Tully remained mute.
Another slap, this one with the other hand; her head snapped sideways, her ear and eye hurt; and another, hard on the temple and the ear again; Tully put up her hands to her face to protect herself and only succeeded in having them rammed into her bleeding nose. Then another, another, another –
‘All right, Mother, all right,’ said Tully inaudibly. ‘I’m a slut.’
‘I didn’t hear you.’
‘SLUT!’ Tully screamed. ‘I am a slut! SLUT! SLUT! SLUT! SLUT!…SLUT!’
Hedda Makker carefully, watchfully, looked at Tully with her lifeless swamp eyes. Her gaze was hard at first, but then it softened; Hedda seemed satisfied.
‘Tully, there’s no need to scream, but all right.’ She looked at Tully’s swollen face and said, ‘Go and clean yourself up. And put on something decent.’
Hedda reached out to touch her daughter’s cheek. But Tully flinched, and Hedda saw it. She drew away and left the room, rubbing her hands together.
Tully stood up and stumbled to the bed. For a few minutes she cried a dry, choking cry, then tried to wipe the blood off her face, shaking in her effort to calm down.
It’s okay, it’s okay, it’s okay, she chanted to herself.
Tully stopped rocking eventually and breathed slower. No one to watch over me but me, she thought. Go on. It’ll be all right. This is the last year. Next year…just think! Hang on, Tully Makker, ignore her and hang on, until next year.
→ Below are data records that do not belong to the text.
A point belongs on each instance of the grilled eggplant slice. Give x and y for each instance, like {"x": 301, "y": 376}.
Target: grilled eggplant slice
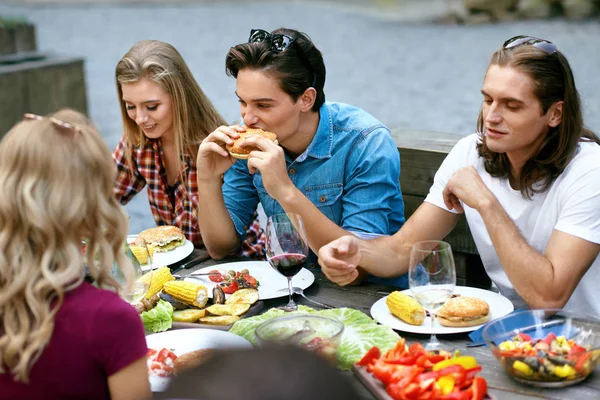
{"x": 218, "y": 295}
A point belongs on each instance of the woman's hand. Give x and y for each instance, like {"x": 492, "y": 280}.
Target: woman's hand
{"x": 213, "y": 158}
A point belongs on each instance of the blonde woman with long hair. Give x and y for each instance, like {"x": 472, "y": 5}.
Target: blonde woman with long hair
{"x": 165, "y": 117}
{"x": 60, "y": 337}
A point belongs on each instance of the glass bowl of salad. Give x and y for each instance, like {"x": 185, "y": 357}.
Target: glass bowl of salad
{"x": 546, "y": 348}
{"x": 318, "y": 334}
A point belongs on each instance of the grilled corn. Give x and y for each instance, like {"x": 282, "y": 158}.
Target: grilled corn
{"x": 187, "y": 292}
{"x": 157, "y": 280}
{"x": 406, "y": 308}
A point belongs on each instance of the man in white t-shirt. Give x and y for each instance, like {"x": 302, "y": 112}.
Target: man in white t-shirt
{"x": 528, "y": 183}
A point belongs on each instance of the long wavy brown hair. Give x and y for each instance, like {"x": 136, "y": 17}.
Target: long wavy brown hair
{"x": 194, "y": 116}
{"x": 553, "y": 81}
{"x": 56, "y": 191}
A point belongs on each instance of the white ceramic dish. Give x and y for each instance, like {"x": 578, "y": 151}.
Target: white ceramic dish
{"x": 271, "y": 282}
{"x": 499, "y": 307}
{"x": 168, "y": 257}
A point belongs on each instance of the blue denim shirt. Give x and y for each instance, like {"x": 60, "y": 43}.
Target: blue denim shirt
{"x": 350, "y": 172}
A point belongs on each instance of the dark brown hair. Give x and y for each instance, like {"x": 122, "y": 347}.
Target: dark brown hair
{"x": 295, "y": 71}
{"x": 553, "y": 81}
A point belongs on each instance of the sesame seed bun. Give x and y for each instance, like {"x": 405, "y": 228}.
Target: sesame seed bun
{"x": 241, "y": 152}
{"x": 162, "y": 238}
{"x": 464, "y": 311}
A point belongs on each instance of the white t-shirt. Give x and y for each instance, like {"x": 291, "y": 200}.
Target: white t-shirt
{"x": 571, "y": 205}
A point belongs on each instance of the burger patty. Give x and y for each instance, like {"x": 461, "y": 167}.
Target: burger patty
{"x": 237, "y": 147}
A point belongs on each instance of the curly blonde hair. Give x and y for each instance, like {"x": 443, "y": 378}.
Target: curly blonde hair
{"x": 56, "y": 191}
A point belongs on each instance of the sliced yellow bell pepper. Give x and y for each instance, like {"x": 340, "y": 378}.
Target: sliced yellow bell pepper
{"x": 445, "y": 384}
{"x": 523, "y": 368}
{"x": 564, "y": 371}
{"x": 467, "y": 362}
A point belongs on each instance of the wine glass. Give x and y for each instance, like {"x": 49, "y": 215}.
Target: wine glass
{"x": 432, "y": 278}
{"x": 287, "y": 248}
{"x": 135, "y": 282}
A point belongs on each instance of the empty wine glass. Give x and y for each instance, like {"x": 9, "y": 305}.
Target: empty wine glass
{"x": 136, "y": 282}
{"x": 287, "y": 248}
{"x": 432, "y": 278}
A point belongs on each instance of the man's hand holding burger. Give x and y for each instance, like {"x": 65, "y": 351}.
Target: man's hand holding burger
{"x": 269, "y": 159}
{"x": 213, "y": 159}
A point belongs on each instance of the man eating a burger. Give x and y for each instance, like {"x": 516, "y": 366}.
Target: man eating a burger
{"x": 333, "y": 164}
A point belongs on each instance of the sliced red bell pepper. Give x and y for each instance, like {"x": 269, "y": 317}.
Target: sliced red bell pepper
{"x": 371, "y": 355}
{"x": 580, "y": 363}
{"x": 524, "y": 337}
{"x": 470, "y": 373}
{"x": 457, "y": 394}
{"x": 479, "y": 388}
{"x": 398, "y": 351}
{"x": 428, "y": 359}
{"x": 548, "y": 339}
{"x": 432, "y": 375}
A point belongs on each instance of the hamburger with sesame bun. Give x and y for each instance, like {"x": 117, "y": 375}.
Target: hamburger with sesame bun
{"x": 237, "y": 148}
{"x": 162, "y": 238}
{"x": 464, "y": 311}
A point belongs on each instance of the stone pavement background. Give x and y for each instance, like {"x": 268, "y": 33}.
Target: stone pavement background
{"x": 380, "y": 55}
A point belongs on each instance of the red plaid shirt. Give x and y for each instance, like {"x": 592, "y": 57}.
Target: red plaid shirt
{"x": 148, "y": 169}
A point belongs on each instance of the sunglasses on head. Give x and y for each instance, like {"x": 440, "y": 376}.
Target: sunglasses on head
{"x": 62, "y": 126}
{"x": 545, "y": 45}
{"x": 278, "y": 43}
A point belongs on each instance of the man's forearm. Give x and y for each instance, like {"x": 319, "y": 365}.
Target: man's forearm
{"x": 385, "y": 256}
{"x": 217, "y": 228}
Tully came down the stairs wearing no makeup, a black loose skirt, a beige baggy sweater. All old. All worn a hundred times. She walked quietly past the sofa where her mother and Aunt Lena sat watching TV. Aunt Lena did not look up at Tully. Tully was not surprised. Aunt Lena usually did not look up after hearing the scenes from upstairs.
Tully put on her only coat: brown, gabardine, torn, worn.
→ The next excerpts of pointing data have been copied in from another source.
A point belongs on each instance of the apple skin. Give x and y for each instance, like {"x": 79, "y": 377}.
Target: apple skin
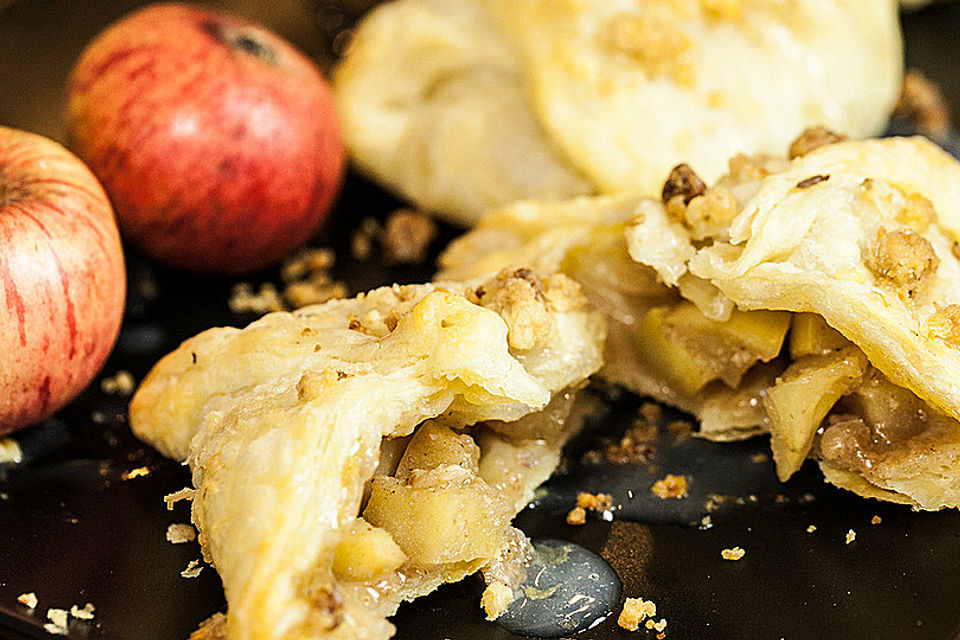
{"x": 215, "y": 139}
{"x": 62, "y": 279}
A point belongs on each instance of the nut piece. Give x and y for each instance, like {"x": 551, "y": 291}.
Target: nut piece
{"x": 905, "y": 259}
{"x": 813, "y": 138}
{"x": 683, "y": 182}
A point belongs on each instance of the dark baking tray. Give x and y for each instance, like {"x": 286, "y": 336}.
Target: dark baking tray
{"x": 74, "y": 530}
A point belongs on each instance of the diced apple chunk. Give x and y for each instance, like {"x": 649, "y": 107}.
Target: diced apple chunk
{"x": 366, "y": 552}
{"x": 434, "y": 445}
{"x": 810, "y": 335}
{"x": 690, "y": 350}
{"x": 444, "y": 515}
{"x": 801, "y": 399}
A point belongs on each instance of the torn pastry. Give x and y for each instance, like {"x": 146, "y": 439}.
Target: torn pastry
{"x": 352, "y": 455}
{"x": 469, "y": 105}
{"x": 818, "y": 299}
Now she had to ask carefully what time to be home.
Aunt Lena looked up. ‘Tully! You look wonderful!’ she said. Tully didn’t answer. When taking into account Aunt Lena’s impression of the visible universe, Tully always reminded herself that her aunt was registered as legally blind. However, Tully very quickly remembered an episode three weeks ago when she was just about to go over to Jen’s for a barbecue and Aunt Lena asked her when she would be back. Tully didn’t answer, Hedda threw a cup of coffee at Tully, with the coffee still warm, and Tully ended up going nowhere, no barbecue, no television, no dinner.
‘Thank you, Aunt Lena,’ she replied. ‘I’m going now, okay, Mom?’
‘What time will you be back?’ asked Hedda.
Here it is, thought Tully. Again, deliberately trying to stump me, trying to make me pay, trying to make me make myself not go. How many times did I get stuck on this question because I couldn’t figure out what time she had in mind? There was no correct response.